Sachfneg@ge32 hat die Diskussion gestartet


Hallo zusammen,

ich bin (mal wieder) etwas verzweifelt und mache mir Sorgen um meine beste Freundin.

Seit ich sie kenne hat sie immer Probleme mit depressiven Verstimmungen und auch richtigen Depressionen. Sie traut sich wenig zu und denkt immer, dass positive Dinge ihr niemals passieren.

Den letzten "Höhepunkt" dessen gab es im letzten Jahr als sie nach Süddeutschland gezogen ist. Ihr Freund hat dort einen neuen Job angefangen, der einen ziemlichen Karrieresprung bedeutet hat. Da sie ihn nicht verlieren wollte ist sie mitgegangen. Sie haben auch sofort eine Wohnung gefunden, sie hat nach zwei Wochen dort einen neuen Job angefangen, aber sie hat sich dort nie wirklich wohl gefühlt. Ich bin im letzten Jahr 5x dort gewesen um sie zu besuchen und ihr das Gefühl zu geben, dass weiterhin alle für sie da sind, auch wenn sie so weit weg wohnt (ich wohne in Hamburg). Sie kann sich aber mit dem Leben dort nicht anfreunden, findet alle komisch und möchte mit den meisten dort nichts zu tun haben. Sie gibt ihrem Freund die Schuld an allem. Man muss dazu sagen, dass er oft auch nicht wirklich hilfreich ist. Er ist sehr Ich-bezogen und hat oft nicht den Blick dafür, wenn es ihr schlecht geht. Er arbeitet sehr viel und sie ist dadurch recht viel alleine, was die sache nicht besser sieht. Aber Arbeit geht vor. Trotzdem glaube ich, dass er sie liebt. Er kümmert sich auch um sie wenn sie krank ist, bringt manchmal kleine Aufmerksamkeiten mit, sie unternehmen viel zusammen.

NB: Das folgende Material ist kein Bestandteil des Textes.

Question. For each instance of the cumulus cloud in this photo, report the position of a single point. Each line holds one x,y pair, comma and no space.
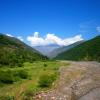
36,40
10,35
98,28
20,38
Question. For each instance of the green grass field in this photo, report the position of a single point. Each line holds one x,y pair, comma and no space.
25,88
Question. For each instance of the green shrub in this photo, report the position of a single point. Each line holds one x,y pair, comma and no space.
6,77
46,80
6,97
22,74
45,65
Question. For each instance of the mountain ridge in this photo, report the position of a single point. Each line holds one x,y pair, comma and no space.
14,52
89,50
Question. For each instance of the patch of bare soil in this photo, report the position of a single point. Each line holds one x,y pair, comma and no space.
79,81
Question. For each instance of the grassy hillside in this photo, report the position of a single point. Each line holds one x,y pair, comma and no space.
89,50
22,83
13,52
61,49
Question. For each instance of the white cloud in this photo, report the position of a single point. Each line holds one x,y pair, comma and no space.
36,40
98,28
10,35
20,38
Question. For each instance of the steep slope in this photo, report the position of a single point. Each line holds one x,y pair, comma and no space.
45,50
61,49
13,52
89,50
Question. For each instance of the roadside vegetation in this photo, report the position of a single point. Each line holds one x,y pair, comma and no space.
22,83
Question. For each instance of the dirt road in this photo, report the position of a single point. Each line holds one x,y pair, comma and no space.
78,81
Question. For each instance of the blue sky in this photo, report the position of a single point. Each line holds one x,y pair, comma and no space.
64,18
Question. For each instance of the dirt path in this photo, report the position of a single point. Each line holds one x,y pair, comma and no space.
77,82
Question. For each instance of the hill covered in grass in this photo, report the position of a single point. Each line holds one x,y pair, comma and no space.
14,52
61,49
89,50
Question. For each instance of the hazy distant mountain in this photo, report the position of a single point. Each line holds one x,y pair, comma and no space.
89,50
14,52
45,50
61,49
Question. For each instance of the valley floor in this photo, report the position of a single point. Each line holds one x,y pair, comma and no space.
79,81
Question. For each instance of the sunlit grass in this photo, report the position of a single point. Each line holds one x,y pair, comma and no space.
35,70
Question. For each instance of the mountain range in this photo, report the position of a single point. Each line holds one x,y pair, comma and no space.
89,50
14,52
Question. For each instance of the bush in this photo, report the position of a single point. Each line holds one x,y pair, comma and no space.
10,76
6,97
6,77
46,80
45,65
22,74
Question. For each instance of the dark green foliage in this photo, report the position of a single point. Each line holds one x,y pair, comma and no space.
45,65
7,98
47,80
89,50
6,77
11,76
13,52
22,74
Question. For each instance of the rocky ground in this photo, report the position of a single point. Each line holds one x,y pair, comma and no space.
78,81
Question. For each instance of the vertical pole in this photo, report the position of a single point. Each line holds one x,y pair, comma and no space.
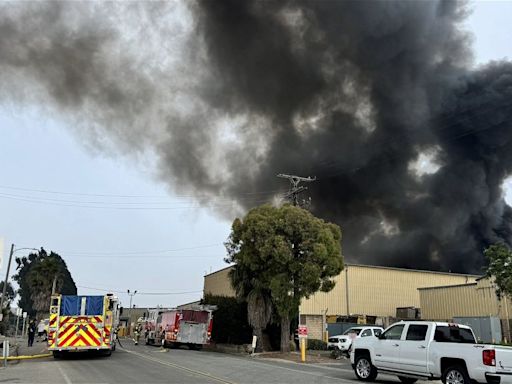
23,328
54,285
507,320
303,349
5,352
6,279
17,323
346,289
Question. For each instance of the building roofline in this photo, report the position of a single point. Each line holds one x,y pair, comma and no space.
220,270
411,270
448,286
383,267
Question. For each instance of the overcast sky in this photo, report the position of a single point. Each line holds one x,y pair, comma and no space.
135,235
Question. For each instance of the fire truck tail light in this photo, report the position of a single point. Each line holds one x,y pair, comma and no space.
489,357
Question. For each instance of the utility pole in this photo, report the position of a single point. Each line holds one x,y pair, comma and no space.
4,290
295,189
54,285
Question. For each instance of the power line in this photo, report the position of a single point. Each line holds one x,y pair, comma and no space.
295,189
145,256
46,202
140,252
123,196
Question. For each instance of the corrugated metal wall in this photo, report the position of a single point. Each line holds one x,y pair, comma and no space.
218,284
478,299
377,291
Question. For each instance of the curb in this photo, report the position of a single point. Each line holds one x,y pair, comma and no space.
27,357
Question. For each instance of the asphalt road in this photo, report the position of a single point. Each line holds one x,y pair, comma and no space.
144,364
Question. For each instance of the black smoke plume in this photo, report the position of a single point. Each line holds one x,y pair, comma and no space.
229,93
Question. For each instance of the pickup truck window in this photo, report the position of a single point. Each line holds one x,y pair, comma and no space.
445,334
352,330
367,332
393,333
417,332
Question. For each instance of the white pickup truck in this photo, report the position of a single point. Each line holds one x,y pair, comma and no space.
431,351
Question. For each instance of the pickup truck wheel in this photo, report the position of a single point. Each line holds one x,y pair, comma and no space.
407,380
364,369
455,374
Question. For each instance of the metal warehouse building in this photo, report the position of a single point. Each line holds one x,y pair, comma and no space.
475,304
360,290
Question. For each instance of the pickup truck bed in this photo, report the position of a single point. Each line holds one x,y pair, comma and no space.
431,351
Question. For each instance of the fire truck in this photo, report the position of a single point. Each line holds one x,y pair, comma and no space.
83,323
175,327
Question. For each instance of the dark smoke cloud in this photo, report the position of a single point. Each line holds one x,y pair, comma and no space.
229,93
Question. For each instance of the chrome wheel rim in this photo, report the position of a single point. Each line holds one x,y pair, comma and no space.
363,368
454,377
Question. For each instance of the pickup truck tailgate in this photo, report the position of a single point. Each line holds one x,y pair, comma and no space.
503,360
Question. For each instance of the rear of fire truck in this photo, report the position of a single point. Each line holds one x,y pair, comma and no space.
189,327
83,323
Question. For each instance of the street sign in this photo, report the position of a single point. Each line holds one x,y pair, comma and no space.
303,331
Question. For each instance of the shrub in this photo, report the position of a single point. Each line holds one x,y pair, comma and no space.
229,320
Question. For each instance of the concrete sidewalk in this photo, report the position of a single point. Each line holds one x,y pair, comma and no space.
19,347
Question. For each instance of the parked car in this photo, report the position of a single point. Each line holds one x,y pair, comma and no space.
343,342
431,351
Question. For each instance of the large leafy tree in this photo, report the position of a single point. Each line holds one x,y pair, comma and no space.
499,268
259,304
284,253
36,274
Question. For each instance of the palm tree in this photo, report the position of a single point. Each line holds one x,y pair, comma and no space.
259,303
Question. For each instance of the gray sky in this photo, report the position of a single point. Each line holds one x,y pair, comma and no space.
102,214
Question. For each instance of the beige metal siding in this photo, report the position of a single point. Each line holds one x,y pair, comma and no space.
218,283
377,291
477,299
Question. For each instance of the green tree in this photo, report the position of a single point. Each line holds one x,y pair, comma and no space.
258,298
284,253
35,277
499,268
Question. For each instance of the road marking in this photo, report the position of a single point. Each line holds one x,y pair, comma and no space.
199,373
66,378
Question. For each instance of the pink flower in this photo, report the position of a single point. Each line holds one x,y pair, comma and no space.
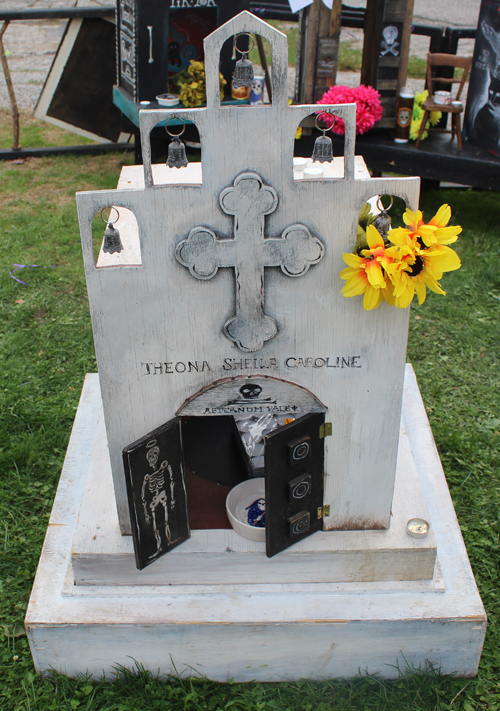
368,107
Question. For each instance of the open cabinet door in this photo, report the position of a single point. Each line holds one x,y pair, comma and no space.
294,462
156,493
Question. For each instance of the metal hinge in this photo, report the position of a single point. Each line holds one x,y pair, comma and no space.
325,430
324,511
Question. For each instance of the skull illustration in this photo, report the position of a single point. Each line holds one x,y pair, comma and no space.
390,34
250,391
152,455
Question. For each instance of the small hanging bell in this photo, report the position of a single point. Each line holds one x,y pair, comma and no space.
176,157
112,242
177,154
243,70
323,146
383,222
323,149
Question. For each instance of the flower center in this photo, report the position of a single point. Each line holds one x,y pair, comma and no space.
417,267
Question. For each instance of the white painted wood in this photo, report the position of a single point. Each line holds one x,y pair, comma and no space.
296,631
102,556
158,314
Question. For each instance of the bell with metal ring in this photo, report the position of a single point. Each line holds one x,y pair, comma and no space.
112,242
176,157
323,146
383,222
243,70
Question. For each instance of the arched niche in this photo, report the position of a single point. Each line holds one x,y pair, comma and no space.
251,394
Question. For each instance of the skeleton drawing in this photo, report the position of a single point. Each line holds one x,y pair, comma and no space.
154,493
388,44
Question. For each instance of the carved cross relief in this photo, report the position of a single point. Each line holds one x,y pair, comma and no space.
248,252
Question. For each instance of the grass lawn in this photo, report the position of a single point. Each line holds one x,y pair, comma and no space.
46,349
350,57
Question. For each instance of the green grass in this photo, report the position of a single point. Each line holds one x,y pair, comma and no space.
35,133
350,57
46,348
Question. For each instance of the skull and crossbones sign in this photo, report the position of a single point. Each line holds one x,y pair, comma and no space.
388,44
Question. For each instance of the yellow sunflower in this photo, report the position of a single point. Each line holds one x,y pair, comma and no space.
417,233
415,272
366,274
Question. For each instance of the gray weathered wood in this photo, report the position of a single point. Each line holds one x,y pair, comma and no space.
158,331
102,556
308,630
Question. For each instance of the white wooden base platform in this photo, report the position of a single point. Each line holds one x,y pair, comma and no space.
370,601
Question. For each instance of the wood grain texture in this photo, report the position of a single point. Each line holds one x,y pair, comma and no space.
302,630
158,332
102,556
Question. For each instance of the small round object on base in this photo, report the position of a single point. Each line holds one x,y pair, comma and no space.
417,527
313,172
239,501
299,163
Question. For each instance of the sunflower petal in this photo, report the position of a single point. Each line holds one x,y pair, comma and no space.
411,218
353,260
421,291
448,235
375,274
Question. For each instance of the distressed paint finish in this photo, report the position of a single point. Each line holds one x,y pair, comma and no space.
101,556
249,201
306,630
157,316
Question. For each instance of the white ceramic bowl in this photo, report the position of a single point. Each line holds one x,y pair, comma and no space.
299,163
313,172
239,498
168,99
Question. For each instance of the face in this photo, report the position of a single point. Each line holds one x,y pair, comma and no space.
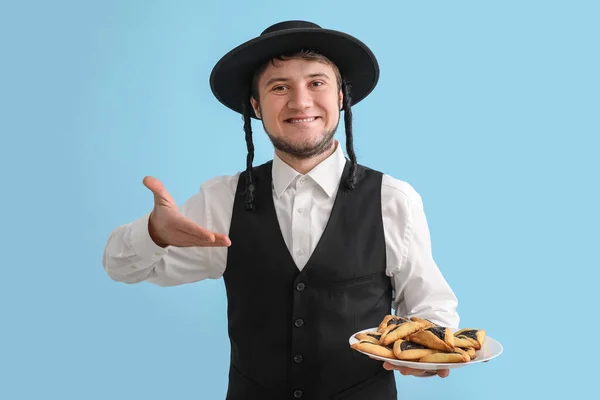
299,105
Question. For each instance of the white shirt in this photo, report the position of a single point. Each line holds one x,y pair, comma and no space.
303,204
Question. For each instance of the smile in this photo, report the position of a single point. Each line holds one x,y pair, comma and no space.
300,120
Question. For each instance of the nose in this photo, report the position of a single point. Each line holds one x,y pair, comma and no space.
300,99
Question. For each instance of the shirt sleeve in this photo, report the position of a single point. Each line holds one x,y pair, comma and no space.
131,256
420,288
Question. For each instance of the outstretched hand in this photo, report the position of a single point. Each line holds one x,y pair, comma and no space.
168,227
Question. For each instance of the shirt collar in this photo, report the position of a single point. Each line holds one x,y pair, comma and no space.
327,174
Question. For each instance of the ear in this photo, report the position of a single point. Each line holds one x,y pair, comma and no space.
255,106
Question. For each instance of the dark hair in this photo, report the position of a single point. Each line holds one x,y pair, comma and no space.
247,110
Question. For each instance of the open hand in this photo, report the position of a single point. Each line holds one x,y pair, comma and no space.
168,227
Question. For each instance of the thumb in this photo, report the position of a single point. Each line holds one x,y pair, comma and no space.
156,187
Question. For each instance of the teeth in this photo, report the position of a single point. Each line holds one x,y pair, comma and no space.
302,120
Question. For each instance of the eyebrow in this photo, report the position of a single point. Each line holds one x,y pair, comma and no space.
277,79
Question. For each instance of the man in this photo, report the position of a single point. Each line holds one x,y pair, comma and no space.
312,247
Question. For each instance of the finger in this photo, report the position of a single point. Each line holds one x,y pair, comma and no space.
157,188
443,373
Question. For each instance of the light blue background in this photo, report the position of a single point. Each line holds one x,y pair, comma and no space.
489,109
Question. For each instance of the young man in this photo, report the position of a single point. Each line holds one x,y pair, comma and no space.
312,247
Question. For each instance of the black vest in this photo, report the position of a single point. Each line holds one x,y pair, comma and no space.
288,329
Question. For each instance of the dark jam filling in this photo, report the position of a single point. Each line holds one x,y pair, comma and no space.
406,345
471,334
438,331
396,321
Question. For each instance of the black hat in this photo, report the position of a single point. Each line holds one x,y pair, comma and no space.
231,77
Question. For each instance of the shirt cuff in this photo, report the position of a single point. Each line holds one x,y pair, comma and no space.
141,242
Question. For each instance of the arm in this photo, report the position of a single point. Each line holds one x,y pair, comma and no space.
131,256
420,288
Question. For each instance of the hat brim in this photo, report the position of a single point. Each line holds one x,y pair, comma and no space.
231,77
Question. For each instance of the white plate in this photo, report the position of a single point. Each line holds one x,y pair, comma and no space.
491,349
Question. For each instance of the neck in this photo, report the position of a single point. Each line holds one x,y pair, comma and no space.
304,166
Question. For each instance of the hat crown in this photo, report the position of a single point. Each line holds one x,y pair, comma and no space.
295,24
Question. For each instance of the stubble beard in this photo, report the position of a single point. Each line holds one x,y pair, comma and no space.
305,150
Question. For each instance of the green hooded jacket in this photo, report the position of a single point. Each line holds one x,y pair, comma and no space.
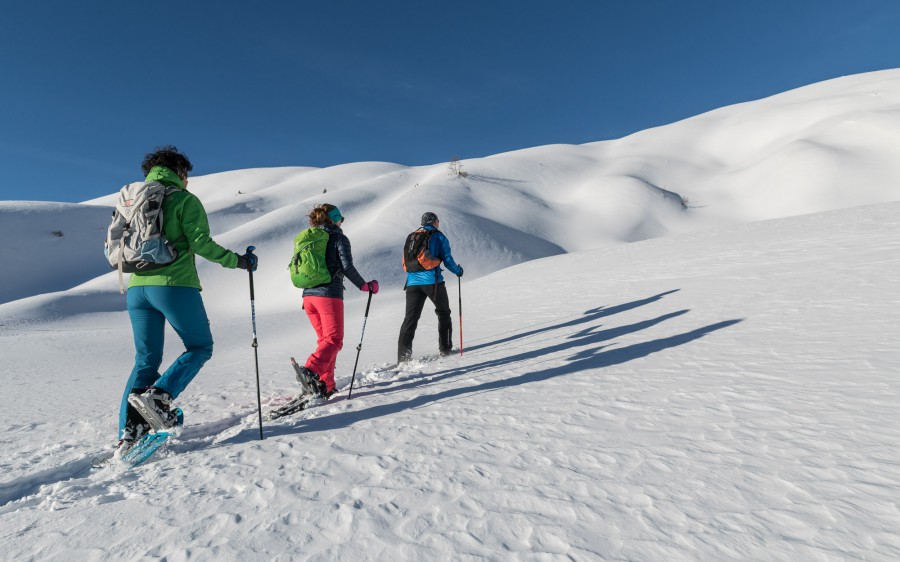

Sie hat auch schon in Hamburg keinen riesen Freundeskreis gehabt (kritisch anderen Menschen gegenüber ist sie nämlich unabhängig vom Bundesland), aber hier war ihre gewohnte Umgebung und sie war deutlich näher an ihrer Familie (Eltern, Geschwister, Patenkind) und an mir. Da ihre Eltern es nicht "sooo dicke" haben und in ihrem Heimatort auch sehr festgepflanzt sind und nicht gerne verreisen sind diese mehr als selten bei ihr zu Besuch (letztes Jahr 1x). Wenn sie dann kommen dann lässt ihre Mutter sie immer wissen wie schrecklich teuer alles ist, so dass meine Freundin zusätzlich noch ein schlechtes Gewissen hat.

Wichtig ist noch, dass Depressionen grundsätzlich in der Familie meiner Freundin vorliegen und auch die Mutter nicht ganz gesund ist was dies betrifft. Meine Freundin lehnt grundsätzlich jegliche Hilfe ab. Sie hat vor ein paar Jahren eine zeitlang Antidpressive genommen, was ihr sehr gut getan hat. Sie hat es gut vertragen und strotzte nur so vor Energie und Selbstbewusstsein. Das möchte sie aber nie wieder, die Umstellung damals ist ihr schwer gefallen (ohne ärztliche Hilfe abgesetzt). Wenn ich was sage dann reagiert sie sehr scharf und fährt mich mit Sätzen an wie "Ja, du bist ja auch nicht drin, du verstehst das nicht", "immer nur gute Ratschläge, niemand kann sich das vorstellen", "pah, so ein Psychologe will mich doch nur in eine Klapse stecken", "du hast es sooo gut, bei dir ist alles toll". Dabei war ich selbst jahrelang in Behandlung und weiß sehr wohl, dass eine Therapie hilft. Ich bin in den letzten Jahren immer mehr in den Hintergrund gerückt, der Fokus in unserer Freundschaft liegt sehr stark auf ihr. Sie ruft an, lässt ihren ganzen Frust raus und ich darf zuhören und zustimmen aber auf keinen Fall was anderes sagen.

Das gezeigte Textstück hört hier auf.